In parallel, the project team also focused on Per2 in mice. This sleep gene has been observed to increase expression after sleep deprivation (SD) in the rodent. The scientists demonstrated that all living mice increased levels of Per2 protein production with different dynamics in the brain. This was particularly so in the cerebral cortex as well as in the liver and the kidney.
Interestingly, extended times without sleep affected Per2 RNA expression through circadian and non-circadian mechanisms always resulting in increased Per2 protein. This suggests that there is no separation between the two cycles.
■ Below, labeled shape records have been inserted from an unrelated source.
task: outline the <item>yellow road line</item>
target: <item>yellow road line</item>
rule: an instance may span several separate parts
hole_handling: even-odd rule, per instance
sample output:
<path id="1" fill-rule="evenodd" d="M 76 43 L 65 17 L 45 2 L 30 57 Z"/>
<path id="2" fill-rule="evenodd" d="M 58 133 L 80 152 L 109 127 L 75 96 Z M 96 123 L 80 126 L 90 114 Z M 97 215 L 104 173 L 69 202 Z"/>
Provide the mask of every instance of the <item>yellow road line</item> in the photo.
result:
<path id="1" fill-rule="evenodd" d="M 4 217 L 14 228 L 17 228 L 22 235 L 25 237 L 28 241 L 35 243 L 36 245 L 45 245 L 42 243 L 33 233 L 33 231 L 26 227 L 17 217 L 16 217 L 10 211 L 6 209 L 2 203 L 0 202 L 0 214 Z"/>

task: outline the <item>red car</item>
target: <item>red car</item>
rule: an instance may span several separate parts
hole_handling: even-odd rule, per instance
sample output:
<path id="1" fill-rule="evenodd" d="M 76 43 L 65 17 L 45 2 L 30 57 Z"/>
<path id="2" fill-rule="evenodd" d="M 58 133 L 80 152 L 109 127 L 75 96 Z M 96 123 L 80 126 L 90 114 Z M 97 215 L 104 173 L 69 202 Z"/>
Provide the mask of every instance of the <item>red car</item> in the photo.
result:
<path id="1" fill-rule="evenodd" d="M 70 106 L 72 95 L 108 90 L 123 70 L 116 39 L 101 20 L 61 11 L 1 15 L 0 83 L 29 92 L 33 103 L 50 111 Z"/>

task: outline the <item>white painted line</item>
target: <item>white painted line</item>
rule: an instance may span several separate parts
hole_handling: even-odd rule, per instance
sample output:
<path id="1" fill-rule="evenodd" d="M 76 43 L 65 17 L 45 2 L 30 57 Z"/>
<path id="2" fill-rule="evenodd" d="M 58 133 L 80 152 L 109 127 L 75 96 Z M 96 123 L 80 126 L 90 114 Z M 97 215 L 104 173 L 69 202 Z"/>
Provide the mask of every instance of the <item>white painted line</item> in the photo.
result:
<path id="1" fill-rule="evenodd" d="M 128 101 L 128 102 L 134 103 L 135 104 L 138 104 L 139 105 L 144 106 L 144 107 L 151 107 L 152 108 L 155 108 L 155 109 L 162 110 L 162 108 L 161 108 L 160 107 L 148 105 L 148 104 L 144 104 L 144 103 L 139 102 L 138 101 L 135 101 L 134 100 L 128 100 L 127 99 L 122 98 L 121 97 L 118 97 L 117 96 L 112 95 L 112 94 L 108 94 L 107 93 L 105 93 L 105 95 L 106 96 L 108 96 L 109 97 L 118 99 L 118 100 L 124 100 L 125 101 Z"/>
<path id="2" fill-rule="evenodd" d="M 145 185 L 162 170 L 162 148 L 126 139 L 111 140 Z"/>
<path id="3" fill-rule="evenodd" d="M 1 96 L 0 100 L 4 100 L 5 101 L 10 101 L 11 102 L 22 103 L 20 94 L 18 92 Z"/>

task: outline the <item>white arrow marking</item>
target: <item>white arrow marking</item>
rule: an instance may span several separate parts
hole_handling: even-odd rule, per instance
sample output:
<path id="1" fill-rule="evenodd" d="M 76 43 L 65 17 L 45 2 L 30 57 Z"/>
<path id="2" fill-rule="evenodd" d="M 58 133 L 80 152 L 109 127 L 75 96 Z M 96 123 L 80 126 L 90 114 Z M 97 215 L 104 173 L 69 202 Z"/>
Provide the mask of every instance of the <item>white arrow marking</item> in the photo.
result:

At the recent close of the project, Redoxsleepcircadian was further investigating the role of the main circadian pacemaker, the suprachiasmatic nucleus (SCN), a miniscule region on the brain's midline. Regulating many neuronal and hormonal activities, the SCN is key player in the relationship between clock genes, sleep and wakefulness.
Ability to control sleep rhythms could mean a welcome reprieve for patients with sleep disorders. Jet lag and disorientation due to shift work for many of the world's labour force could also become things of the past.